Looks great but as others said. ONLY 7???????? Next time I bet you do more? hahaha I got a ABT holder for Xmas and have not used it yet. I like to cut mine in half the long way so I get twice as many but I think I better try out my holder or my brother wl_kb3 will be pissed. haha


----------



## fourthwind (Feb 23, 2010)

Well they were fantastic!  Yes there were only 7 bla bla bla.  LOL  Next time when the family is here for a Q I will be filling it to 36..
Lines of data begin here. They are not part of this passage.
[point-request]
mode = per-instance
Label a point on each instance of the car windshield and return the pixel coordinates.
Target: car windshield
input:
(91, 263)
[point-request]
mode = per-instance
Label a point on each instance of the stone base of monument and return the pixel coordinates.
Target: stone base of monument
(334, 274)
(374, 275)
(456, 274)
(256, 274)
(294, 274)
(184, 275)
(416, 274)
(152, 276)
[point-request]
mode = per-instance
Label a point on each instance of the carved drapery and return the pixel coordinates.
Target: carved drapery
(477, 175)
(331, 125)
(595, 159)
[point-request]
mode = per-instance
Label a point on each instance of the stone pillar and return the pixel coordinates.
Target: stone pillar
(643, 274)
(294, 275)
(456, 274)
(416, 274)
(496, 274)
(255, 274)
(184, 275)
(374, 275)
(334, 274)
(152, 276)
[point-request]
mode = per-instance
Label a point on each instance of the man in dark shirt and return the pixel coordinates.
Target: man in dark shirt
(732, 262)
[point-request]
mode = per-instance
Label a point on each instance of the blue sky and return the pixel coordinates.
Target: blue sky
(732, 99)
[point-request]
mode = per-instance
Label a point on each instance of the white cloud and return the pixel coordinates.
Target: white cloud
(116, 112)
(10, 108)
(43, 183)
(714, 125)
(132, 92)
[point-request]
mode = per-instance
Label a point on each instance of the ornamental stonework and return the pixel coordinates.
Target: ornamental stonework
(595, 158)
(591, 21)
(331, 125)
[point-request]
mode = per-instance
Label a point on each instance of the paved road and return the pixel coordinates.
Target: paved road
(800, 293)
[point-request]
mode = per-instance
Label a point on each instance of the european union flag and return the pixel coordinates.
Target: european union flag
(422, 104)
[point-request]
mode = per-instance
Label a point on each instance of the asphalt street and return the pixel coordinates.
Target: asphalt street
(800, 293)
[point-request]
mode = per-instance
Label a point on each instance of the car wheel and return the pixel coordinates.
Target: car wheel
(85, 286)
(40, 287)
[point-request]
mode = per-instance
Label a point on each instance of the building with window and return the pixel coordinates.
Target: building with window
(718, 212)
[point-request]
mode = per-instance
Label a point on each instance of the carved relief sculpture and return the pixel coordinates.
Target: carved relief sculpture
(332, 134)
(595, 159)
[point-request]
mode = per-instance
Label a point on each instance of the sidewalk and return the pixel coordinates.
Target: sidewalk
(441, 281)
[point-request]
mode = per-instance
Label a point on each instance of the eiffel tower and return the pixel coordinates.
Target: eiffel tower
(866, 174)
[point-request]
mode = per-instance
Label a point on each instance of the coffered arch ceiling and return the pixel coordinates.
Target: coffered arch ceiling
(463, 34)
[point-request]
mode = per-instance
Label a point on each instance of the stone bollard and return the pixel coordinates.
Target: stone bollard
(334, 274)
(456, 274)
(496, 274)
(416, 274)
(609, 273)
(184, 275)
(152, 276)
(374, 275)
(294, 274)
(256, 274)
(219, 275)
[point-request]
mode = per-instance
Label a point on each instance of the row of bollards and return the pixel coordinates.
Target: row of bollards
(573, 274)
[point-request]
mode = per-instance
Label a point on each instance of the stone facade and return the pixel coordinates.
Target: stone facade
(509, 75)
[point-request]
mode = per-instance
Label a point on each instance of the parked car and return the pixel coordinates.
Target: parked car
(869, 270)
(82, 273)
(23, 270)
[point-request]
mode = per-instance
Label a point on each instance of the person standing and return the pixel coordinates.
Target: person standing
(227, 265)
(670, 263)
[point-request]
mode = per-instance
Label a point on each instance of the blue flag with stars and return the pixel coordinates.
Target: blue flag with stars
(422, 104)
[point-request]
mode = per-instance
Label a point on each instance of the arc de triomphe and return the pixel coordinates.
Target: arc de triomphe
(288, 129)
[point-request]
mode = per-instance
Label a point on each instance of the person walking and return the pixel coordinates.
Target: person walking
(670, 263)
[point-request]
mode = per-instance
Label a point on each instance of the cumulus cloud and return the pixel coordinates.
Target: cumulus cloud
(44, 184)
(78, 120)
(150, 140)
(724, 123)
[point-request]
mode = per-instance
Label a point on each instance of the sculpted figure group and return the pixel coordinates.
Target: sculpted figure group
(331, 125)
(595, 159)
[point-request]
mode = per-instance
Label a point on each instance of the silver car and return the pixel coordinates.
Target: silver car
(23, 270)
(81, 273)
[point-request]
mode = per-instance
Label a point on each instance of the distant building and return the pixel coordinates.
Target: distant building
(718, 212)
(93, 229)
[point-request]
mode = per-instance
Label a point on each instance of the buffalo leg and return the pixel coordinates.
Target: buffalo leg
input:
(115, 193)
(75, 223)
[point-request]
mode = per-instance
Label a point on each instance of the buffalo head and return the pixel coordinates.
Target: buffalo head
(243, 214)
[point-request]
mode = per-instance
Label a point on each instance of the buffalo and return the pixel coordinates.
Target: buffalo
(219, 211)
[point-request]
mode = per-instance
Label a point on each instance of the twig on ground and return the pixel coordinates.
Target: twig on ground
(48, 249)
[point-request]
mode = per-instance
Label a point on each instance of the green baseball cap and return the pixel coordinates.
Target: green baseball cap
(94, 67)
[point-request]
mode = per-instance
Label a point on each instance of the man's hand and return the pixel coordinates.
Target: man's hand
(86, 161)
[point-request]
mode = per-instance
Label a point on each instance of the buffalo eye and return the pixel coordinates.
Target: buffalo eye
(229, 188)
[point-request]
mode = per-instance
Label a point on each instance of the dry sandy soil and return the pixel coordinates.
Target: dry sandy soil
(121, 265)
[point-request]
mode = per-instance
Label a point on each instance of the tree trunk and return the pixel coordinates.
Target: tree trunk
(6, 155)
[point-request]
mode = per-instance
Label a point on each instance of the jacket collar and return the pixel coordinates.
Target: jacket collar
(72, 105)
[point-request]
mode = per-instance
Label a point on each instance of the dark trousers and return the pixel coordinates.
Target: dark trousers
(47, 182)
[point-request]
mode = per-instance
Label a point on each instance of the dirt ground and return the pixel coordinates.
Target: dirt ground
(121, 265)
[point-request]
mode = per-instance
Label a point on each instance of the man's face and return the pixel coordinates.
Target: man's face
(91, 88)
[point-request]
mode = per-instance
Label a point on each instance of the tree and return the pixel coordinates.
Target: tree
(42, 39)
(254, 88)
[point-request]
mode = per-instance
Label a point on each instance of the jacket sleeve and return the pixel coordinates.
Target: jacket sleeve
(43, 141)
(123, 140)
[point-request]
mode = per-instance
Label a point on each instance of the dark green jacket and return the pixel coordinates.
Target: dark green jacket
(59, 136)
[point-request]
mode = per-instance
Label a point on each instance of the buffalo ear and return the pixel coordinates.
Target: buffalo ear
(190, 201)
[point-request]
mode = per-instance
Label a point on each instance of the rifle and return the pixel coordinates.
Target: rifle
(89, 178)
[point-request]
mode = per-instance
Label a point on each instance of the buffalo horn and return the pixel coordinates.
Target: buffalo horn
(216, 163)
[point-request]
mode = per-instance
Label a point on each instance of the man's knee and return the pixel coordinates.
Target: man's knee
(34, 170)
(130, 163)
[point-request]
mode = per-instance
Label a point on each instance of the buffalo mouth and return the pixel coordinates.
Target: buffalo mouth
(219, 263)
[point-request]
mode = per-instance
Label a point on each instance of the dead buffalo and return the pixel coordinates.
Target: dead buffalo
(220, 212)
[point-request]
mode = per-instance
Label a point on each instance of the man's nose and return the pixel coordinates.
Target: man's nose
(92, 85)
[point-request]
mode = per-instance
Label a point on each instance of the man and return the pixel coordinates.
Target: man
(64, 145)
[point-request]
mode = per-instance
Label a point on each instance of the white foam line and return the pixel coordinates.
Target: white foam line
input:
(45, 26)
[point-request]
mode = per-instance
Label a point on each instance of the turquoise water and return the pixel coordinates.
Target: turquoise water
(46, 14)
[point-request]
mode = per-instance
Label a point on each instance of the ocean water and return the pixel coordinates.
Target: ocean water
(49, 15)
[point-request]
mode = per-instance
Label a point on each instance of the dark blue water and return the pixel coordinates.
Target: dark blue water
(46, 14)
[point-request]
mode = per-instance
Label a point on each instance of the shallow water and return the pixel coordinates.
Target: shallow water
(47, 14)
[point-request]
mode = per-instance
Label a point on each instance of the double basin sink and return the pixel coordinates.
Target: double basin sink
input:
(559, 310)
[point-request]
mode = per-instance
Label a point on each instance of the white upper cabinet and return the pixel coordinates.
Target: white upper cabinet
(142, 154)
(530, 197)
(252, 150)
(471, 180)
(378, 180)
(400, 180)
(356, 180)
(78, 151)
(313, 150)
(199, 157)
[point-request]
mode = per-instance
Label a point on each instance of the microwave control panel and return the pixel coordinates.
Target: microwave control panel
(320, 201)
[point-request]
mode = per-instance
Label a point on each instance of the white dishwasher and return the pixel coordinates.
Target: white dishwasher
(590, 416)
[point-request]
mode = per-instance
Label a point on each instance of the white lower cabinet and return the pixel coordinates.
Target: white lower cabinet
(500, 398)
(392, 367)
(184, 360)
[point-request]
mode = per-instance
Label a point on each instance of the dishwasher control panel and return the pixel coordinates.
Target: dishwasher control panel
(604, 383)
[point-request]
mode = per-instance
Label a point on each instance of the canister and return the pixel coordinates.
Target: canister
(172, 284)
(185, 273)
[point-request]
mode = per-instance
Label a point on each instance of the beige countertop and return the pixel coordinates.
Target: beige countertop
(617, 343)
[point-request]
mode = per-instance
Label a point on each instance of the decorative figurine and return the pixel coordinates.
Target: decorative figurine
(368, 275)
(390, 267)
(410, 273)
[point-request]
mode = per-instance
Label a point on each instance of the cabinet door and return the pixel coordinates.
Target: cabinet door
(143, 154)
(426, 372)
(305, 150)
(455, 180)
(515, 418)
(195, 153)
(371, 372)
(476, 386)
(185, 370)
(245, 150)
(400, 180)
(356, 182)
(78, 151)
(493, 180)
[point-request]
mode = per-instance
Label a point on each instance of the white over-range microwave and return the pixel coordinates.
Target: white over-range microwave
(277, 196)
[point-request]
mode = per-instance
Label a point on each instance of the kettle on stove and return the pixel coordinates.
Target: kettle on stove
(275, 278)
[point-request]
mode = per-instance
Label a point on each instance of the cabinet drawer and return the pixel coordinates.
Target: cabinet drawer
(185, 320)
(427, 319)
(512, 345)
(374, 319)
*One thing to note, is this Kingcooker brand does a very poor job of breaking edges.  I cut my hand twice while drying the holder off.  The edges are sharp as razor blades!  Fortunately I have the right tool to fix that.*


----------



## rdknb (Feb 23, 2010)

Those look great, I too am looking to cut back and/or find healthier smokes, chicken fish turkey etc


----------



## fourthwind (Feb 27, 2010)

The way I look at it, there is no such thing as great flavor without the calories and fat.  So I just eat less of it.  That and the treadmill.  Lost 25 Pounds so far.    I ate three of these peppers and left the other 4 as a snack for when my wife got home that night.   I could have easily chowed a dozen of those things.  they were dang good, but I have been teaching myself not to.


----------



## wingman (Mar 2, 2010)

The ABT's look awesome! I ate lunch an hour ago, logged in and looked at your qview only to get hungry again... Point for you!


----------